The Irish Creamery Milk Suppliers’ Association (ICMSA) is calling on the recently established agri-food regulator – An Rialálaí Agraibhia – to direct its focus immediately to supply-chain transparency.

The new regulatory body must send a strong signal that it is intent on ‘exposing margin-grabbing and delivering supply-chain transparency if it is to win the confidence of the farmer primary-producer’ according to ICMSA president, Pat McCormack.
He said that while the establishment of the office is welcome, farmers are reserving judgement for now in the hope that meaningful attention will be directed towards food-price transparency along the chain. 

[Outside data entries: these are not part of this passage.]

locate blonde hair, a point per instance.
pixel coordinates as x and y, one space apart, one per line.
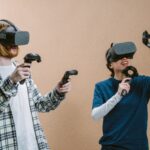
4 49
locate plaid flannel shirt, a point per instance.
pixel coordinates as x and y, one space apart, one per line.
37 102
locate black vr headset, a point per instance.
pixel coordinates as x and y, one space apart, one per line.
12 35
120 50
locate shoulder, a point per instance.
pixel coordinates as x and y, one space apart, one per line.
142 78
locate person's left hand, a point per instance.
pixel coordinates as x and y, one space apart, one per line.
63 88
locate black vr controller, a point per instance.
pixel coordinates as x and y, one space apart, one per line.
12 35
130 72
145 38
66 76
120 50
29 58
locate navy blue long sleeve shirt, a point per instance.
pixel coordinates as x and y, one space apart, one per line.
125 126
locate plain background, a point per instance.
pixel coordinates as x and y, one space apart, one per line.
75 34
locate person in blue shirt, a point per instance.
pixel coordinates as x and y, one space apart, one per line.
124 116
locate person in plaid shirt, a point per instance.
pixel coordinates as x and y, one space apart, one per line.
20 128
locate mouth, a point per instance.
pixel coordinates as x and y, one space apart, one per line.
124 63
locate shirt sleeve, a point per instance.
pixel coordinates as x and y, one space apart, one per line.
104 109
7 90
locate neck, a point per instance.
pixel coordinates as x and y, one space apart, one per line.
119 76
5 61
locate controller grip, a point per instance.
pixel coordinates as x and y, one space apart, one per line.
124 92
67 74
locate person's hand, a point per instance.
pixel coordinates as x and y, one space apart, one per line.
63 88
124 85
21 72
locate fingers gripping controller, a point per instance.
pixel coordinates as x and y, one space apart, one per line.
67 74
130 72
29 58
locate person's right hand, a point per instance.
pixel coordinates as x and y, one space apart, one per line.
124 85
21 72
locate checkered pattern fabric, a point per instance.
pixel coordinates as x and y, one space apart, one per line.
38 103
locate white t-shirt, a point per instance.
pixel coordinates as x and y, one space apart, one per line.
21 113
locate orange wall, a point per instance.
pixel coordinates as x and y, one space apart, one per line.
72 34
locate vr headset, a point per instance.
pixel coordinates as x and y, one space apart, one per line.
12 35
120 50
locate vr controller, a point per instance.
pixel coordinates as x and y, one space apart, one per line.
130 72
145 38
121 50
29 58
67 74
12 36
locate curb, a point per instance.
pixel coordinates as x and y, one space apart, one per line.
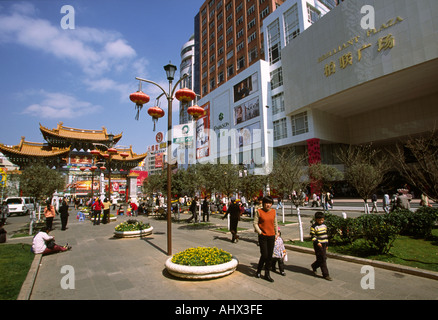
384 265
27 287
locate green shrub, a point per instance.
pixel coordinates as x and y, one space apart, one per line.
417 224
201 256
378 233
342 230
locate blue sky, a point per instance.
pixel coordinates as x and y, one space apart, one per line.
83 76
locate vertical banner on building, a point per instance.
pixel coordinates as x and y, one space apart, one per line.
202 133
159 160
314 151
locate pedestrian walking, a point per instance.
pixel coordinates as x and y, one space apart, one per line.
49 213
205 211
279 203
318 233
234 212
106 211
97 209
280 255
193 209
374 201
386 202
63 211
5 211
265 224
134 209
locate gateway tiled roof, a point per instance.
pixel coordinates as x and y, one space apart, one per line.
34 149
131 155
78 134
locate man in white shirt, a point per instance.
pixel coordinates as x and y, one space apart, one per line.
39 245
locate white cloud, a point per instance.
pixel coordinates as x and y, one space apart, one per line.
95 51
55 105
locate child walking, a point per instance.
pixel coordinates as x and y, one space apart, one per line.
318 232
279 255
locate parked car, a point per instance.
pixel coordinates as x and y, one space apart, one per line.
20 205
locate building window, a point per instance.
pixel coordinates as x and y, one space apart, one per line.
280 129
278 103
230 70
276 78
313 14
220 77
251 24
264 13
240 63
274 44
252 36
253 54
291 24
240 46
251 10
300 124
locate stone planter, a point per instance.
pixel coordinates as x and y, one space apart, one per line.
133 234
114 218
201 272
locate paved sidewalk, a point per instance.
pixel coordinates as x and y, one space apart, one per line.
133 269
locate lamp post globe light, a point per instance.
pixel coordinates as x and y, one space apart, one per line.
186 96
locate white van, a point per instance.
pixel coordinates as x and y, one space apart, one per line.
20 205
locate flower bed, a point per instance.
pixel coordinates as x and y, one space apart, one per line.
132 228
201 263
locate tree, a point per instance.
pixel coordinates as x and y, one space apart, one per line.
417 161
154 183
365 168
251 185
41 182
229 179
324 174
288 175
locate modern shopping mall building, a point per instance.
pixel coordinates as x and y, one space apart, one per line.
365 71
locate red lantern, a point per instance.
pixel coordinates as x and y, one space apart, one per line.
185 95
195 111
156 113
139 98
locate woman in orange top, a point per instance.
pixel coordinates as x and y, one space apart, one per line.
49 213
265 224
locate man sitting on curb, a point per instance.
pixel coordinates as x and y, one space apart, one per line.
44 244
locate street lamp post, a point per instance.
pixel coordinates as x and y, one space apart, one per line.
170 95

In announcing the new agri-food regulator, Minister for Agriculture, Food and the Marine, Charlie McConalogue said it would ‘perform a price, market analysis and reporting function to bring greater transparency all along the agricultural and food supply chain, providing regular reports on price and market information on all sectors in the agri-food supply chain’. The ICMSA president said that how this mission will be implemented will be a key first test of the regulator and will determine farmer confidence that the legislation can and will work in their interest.

Who gets what?
The ICMSA says that the new regulator should publish monthly prices received by the primary producer, the processor, the retailer, and any other actors in the supply chain in a way that takes into account the uniqueness of each food product.
As an example, the ICMSA president cited the dairy sequence where the price paid to dairy farmers and by consumers is transparent, but what the processor receives and secondary processors – such as baby-food manufacturers – is not.  He said that these scenarios and the various products need to be investigated and monthly data published along the full supply chain towards answering the ultimate question: how is the final consumer price made up and who got what?
In relation to beef, he says, a farmer sells a finished animal, while the consumer purchases specific cuts. “A significant body of work will be required so that farmers can transparently see who got the value from the animal. This is the degree of transparency required,” he said.